Am I doing something wrong or have the lunkheads in Windsor forgotten to attach something?

Any help much appreciated.


----------



## MozartMan (Jul 31, 2010)

ClownCar,

What ws the resolution on your PS3 when yo turned it off last time before bringing it to your van? 1080i/p or 480i/p?


----------



## ClownCar (Feb 16, 1999)

1080

So I should hook it back up inside and set it back to 480?


----------



## MozartMan (Jul 31, 2010)

ClownCar said:


> 1080
> 
> So I should hook it back up inside and set it back to 480?

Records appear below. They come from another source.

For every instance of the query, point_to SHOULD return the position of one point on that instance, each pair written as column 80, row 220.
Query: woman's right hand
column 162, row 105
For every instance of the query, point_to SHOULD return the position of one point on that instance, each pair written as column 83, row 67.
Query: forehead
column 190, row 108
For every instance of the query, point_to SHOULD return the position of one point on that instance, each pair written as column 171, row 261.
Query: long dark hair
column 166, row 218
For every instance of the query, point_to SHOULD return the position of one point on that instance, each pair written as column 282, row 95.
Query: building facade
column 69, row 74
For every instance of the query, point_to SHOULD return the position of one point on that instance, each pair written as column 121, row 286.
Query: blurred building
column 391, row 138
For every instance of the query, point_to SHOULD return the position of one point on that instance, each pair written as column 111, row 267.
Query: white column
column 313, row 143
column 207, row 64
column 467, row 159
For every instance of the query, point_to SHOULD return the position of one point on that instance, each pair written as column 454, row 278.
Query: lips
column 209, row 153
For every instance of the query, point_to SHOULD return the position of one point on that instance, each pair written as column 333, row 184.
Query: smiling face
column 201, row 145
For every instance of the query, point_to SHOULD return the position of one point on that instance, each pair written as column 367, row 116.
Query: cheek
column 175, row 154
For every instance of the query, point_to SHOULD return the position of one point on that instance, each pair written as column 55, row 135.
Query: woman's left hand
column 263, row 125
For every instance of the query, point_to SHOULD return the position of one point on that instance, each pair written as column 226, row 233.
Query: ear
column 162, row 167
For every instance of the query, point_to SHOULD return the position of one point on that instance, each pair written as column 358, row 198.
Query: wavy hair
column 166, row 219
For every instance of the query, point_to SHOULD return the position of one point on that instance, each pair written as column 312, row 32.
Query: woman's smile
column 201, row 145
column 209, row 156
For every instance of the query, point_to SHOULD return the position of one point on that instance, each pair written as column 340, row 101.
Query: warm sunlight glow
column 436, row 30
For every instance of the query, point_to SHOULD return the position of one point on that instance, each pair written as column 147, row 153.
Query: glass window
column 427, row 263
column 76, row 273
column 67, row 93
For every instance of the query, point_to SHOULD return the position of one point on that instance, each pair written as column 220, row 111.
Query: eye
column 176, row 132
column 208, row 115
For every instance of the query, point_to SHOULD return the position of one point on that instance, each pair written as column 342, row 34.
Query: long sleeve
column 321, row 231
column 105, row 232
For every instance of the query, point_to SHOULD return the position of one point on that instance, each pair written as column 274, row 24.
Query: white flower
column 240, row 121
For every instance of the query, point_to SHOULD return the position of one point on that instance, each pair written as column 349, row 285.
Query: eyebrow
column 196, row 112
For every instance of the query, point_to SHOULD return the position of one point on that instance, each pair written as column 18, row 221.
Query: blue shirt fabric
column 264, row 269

 Yes, this is the first thing I would try. PS3 can automatically detect resolution, but it probably only applies to TVs, and not car video. Just my guess (about car video).


----------



## Sawdust (May 28, 2002)

Also found that if its hooked up but not playing anything, the ves does not detect it. Not untill you hit play will the ves then know something is there.


----------



## ClownCar (Feb 16, 1999)

All hail the Internet! Where someone always knows something. eace:

Thanks MozartMan. Reset the video output and it works! Checked out a PS3 forum and found out that there is a shortcut to reset. Just hold the start button down for 5 seconds when powering up the PS3 until it beeps a second time. Much easier than hooking the PS3 back up to a TV.

I have a 300W inverter and it was beeping a bit when hooked up to the 12V power supply next to the left rear seat. Moved the plug forward to the 12V (direct to battery full time) plug and everything is fine.

My 9 year old daughter thanks you all. She can play Lego Harry Potter 'til her brain rots now.


----------



## MozartMan (Jul 31, 2010)

You are welcome. :wave:

Sorry, forgot about reset procedure cause I used it only few times since I bought my PS3 in 2006.

Enjoy your ride.


----------



## Steveaut (Sep 16, 2010)

Tell us more about the inverter you bought. I didn't think one that plugs into the lighter would work. How much and where did you buy it?

Thanks.


----------



## 58kafer (Jun 27, 2007)

I have a 400 Watt with 800 peak that plugs into the Cig lighter in the side panel. It powered my PS2 no problems. My Dad but several of them a few years back at Target. IIRC he only paid like 30 bucks for them. They look like a stereo amp. The fan is isn't too bad but I'd rather have a cooling fan than none.

http://www.google.com/search?aq=f&sourceid=chrome&ie=UTF-8&q=400+watt+inverter


----------



## ClownCar (Feb 16, 1999)

Update: 300 watt inverter worked 'some of the time ' on trip. definitely didn't like the cold and refused to work until it warmed up.

I'm guessing 300 watts is not enough for a PS3. I'm going to box it up and take it back, maybe get the 400 watt.


----------



## 58kafer (Jun 27, 2007)

ClownCar said:


> Update: 300 watt inverter worked 'some of the time ' on trip. definitely didn't like the cold and refused to work until it warmed up.
> 
> I'm guessing 300 watts is not enough for a PS3. I'm going to box it up and take it back, maybe get the 400 watt.


Some(if not all) will only draw a certain amount when plugged into the Cig lighter. To unleash the full potential you may need to hard wire it in, if it gives you that option. Meaning the Cig adapter is removable and you can put on the alligator clips to a battery---that is where you would hard wire to, not using the alligator clips. If going that route, wire it thru a relay so when the relay "turns on" the full voltage from the battery will go to it but it should be on a keyed hot. Also depending on which PS3 you have (Fat or Slim) they both draw different amounts, the Slim being less but more environment friendly. Check the paperwork before you return it, but also check to see what the power supply in the PS3 draws, you might be on the edge.

I gotta ask, did she use the head phones or did you get to listen to the game for the ride:laugh:
I'm sure other kiddies were jealous of her, my kids always use to say, "Look , they get TV in their car." I remember going to horse shows while my sisters competed and I got to watch Saturday morning cartoons on the old 13" Black and White with rabbit ears in the back of the station wagon.


----------



## ClownCar (Feb 16, 1999)

Headphones! 

Thanks goodness for headphones.


----------